As a renowned jewellery designer, Regina Gambatesa has participated in the most important design exhibitions, including "The special world" (Groninger Museum Groninger), "Women's design" (Museum of Contemporary Furniture, Ravenna), "Author's Crafts" (Palazzo Comunale, Siena), "Distant rites of home" (Alchemy Museum, Milano ) "Rebus sic-Contenitori di memoria" (Centro Studi Alessi, Milan), and at Pad Paris. In addition, his jewelry and ornaments have been published in various volumes (Mondadori, Electa, Ed.Byblos).
Jewelry as Ornaments of Feeling
The Ornaments of Feeling come from celebrating the mystery of beauty. They are ritual objects that reflect Regina Gambatesa's jewellery design philosophy. An ethical design is the final stage of a very long search at the roots of imagination, which has come down to us today in identifying three lines of high jewellery plus some exclusive jewellery series. If, in the primordial chaos, the image of a spermatozoon comes to infuse the revolution of the logos, here it is that its Serpent ring takes shape. This absolute sign of the Regina Gambatesa brand has declined in the Serpent Collection. The natural realm is a source of prolific inspiration, crystallised in the delicate jewellery of the nature collection.
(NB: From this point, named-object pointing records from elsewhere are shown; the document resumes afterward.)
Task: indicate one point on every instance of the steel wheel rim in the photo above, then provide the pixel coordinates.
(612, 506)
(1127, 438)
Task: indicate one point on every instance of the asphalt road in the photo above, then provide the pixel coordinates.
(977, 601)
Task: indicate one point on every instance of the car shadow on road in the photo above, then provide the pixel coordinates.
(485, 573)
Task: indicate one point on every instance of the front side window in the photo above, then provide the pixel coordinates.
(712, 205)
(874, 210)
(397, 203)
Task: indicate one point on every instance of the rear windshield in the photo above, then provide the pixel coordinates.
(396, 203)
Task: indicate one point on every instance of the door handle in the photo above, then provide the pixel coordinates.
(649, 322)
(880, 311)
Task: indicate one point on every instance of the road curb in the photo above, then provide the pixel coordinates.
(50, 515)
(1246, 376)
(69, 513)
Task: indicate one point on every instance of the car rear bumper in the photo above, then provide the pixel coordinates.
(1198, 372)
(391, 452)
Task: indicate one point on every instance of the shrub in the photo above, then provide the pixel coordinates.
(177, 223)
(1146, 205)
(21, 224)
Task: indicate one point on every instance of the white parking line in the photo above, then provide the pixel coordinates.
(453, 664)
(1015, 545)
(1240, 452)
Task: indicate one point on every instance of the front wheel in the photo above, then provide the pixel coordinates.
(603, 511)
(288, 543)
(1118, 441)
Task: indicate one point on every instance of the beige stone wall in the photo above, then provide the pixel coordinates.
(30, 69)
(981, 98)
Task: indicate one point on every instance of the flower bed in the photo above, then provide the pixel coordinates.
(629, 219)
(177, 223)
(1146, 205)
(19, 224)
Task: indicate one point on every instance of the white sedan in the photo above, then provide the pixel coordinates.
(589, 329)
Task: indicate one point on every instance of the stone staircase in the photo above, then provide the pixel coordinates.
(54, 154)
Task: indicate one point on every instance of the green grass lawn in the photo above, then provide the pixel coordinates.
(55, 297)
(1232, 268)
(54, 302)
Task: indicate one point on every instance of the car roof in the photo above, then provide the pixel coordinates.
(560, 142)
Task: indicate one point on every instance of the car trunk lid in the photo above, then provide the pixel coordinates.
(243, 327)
Then, when the author turns to the universe and all its laws, it unfolds through the rings and necklaces of the Mandala Collection.
"My work continues to blend tradition, creativity and inner reflection." Regina Gambatesa
Relic Pendant
Take a fistful of soil.
Scatter it into a small crystal urn.
It so becomes a precious relic, just like a gem.
Gazing at the relic, the myth returns.
Contemplating this myth becomes my prayer.
Golden spirit and crystals are the elements that reveal this.
In the aftermath of the Chernobyl disaster, 1986 (R.G.)
Planetary Mind
“All this the child would like to possess, to take it between his fingers; he knows that this wonder, worn on his finger like a ring, simply turning the bezel, would turn him into a master of magical powers. He could open up walls, discover treasures, reveal mysteries, read the very bottom of the soul, and constantly keep with him in his hands a source of light rays. (...) But now this isn’t a dream any loner, it’s true! The spirit that has become matter between our fingers, the invisible that has become substance and stone, something so real and so hard that it can resist any tool, which stands as a perfect example of resistance… it exists.”
Paul Claudel
Ogiva Earrings
What would it feel like to be a pearl? How would it feel to be a golden spiral?
Is there an ecosystem connection between them and me? Between them and others?
If we could be what we are, what we were born to be, it would be easier for our being itself to shape our existence.
This certainty reforms deep within me each time I envisage a new project.
Gold, crystals, precious stones; these are the elements that express it.